Ainsi puissè-je vivre, et depuis mon enfance,
Joindre l’âge qui fuit à l’âge qui s’avance,
Dans ma pensée unir ma tombe et mon berceau,
Sans qu’à toute la chaîne il manque un seul anneau !
Quel vieillard désolé, qui, fouillant dans son ame,
La croyait pour jamais éteinte à toute flamme,
Bien loin dans sa jeunesse enfin n’a retrouvé
Un reste de chaleur sous la cendre couvé ;
D’une douce amitié quelque vive parcelle ;
Un amour tiède encore ; et de leur étincelle
N’a senti s’animer un sang stérile et vieux
Et des éclairs de joie illuminer ses yeux ?

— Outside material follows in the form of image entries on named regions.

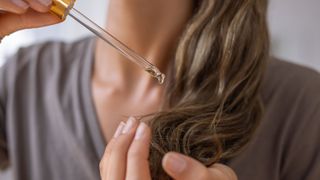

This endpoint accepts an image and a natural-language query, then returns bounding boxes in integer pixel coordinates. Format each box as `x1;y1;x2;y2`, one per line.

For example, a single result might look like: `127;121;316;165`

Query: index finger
127;122;151;180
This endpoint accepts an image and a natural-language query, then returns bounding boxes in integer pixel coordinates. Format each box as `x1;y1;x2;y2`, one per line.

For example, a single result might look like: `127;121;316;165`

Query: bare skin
92;0;192;141
0;0;237;180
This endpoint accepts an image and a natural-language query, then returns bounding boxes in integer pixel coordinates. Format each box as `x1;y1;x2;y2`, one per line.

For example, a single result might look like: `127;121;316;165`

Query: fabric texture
0;38;320;180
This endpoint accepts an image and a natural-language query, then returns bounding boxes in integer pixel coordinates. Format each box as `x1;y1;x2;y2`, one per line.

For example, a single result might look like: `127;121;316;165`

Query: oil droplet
145;67;166;84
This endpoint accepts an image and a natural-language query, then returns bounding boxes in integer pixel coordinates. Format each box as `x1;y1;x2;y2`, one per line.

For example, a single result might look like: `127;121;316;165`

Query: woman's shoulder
3;37;93;73
262;58;320;103
0;37;95;101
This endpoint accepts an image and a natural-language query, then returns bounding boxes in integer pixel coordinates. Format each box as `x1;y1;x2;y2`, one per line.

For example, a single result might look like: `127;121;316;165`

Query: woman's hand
0;0;61;37
162;152;238;180
100;118;237;180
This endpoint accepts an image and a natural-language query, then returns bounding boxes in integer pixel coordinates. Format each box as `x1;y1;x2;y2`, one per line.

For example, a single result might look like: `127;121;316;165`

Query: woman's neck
94;0;192;88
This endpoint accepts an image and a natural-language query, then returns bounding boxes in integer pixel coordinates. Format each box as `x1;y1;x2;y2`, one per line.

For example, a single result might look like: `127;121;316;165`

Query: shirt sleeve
0;65;9;170
280;76;320;180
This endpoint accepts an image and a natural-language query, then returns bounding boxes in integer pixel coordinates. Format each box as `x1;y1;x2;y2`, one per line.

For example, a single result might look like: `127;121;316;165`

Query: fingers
106;117;139;180
0;0;61;37
99;122;126;180
126;123;151;180
0;9;61;37
0;0;29;14
162;152;237;180
25;0;52;13
0;0;52;14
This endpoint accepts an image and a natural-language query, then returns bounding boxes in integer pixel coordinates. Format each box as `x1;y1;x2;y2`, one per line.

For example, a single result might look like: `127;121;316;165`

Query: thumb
162;152;237;180
162;152;209;180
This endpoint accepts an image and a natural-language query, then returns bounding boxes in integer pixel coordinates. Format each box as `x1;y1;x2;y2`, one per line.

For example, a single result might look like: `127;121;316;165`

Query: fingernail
134;122;147;140
13;0;29;9
167;154;187;173
113;122;126;138
122;117;136;134
39;0;52;6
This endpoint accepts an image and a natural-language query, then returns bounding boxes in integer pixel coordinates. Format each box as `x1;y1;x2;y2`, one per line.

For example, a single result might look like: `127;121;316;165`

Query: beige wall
269;0;320;71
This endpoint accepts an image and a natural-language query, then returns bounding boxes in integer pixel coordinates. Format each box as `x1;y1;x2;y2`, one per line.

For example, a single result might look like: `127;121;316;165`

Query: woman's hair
146;0;269;179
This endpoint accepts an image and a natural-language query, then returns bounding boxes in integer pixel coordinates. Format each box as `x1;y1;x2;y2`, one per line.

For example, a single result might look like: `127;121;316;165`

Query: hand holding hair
100;117;237;180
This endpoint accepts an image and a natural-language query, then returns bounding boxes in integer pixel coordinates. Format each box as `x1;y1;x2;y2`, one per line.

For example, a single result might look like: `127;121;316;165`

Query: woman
0;0;320;180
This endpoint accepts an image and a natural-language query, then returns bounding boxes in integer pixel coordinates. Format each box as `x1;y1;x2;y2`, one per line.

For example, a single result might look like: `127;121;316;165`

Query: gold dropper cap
50;0;75;20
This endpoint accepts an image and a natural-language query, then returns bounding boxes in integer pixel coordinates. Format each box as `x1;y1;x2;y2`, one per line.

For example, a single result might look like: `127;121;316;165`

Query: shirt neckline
82;37;107;158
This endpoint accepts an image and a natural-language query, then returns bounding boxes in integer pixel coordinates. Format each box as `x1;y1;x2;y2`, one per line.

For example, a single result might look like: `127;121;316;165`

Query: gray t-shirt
0;38;320;180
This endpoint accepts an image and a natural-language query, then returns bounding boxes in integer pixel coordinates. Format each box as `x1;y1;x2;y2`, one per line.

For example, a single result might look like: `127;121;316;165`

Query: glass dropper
51;0;165;84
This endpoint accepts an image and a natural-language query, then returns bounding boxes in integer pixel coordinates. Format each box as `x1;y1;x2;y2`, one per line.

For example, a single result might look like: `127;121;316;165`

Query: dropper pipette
51;0;165;84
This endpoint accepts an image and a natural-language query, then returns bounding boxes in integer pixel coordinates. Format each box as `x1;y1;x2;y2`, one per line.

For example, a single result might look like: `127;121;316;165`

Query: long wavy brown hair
144;0;269;179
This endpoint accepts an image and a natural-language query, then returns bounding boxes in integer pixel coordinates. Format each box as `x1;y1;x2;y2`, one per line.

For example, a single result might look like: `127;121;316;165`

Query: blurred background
0;0;320;180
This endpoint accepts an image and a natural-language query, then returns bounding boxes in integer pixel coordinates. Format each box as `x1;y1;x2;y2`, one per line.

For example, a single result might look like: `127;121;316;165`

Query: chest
93;84;161;142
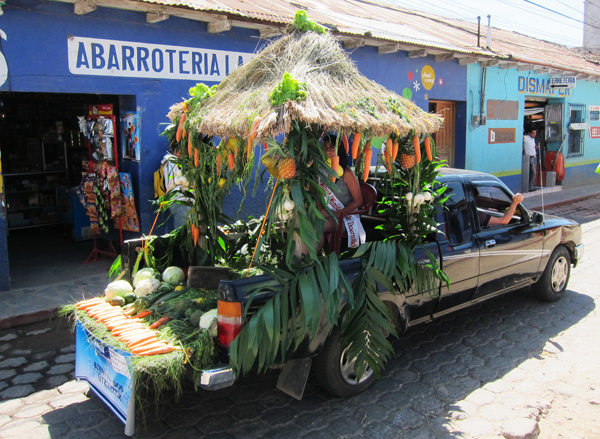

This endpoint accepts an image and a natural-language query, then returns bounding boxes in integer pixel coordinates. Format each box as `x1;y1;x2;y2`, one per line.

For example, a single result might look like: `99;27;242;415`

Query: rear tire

Moi-même, à ces pensers, sentant ma force accrue,
Du collège en courant je pris l’étroite rue ;
Et bientôt j’entendais les chansons du portier
Et l’affreux grincement des dents de son métier,
Lorsqu’au bruit de mes pas quelqu’un poussa la grille,
Et je fus entouré de toute la famille.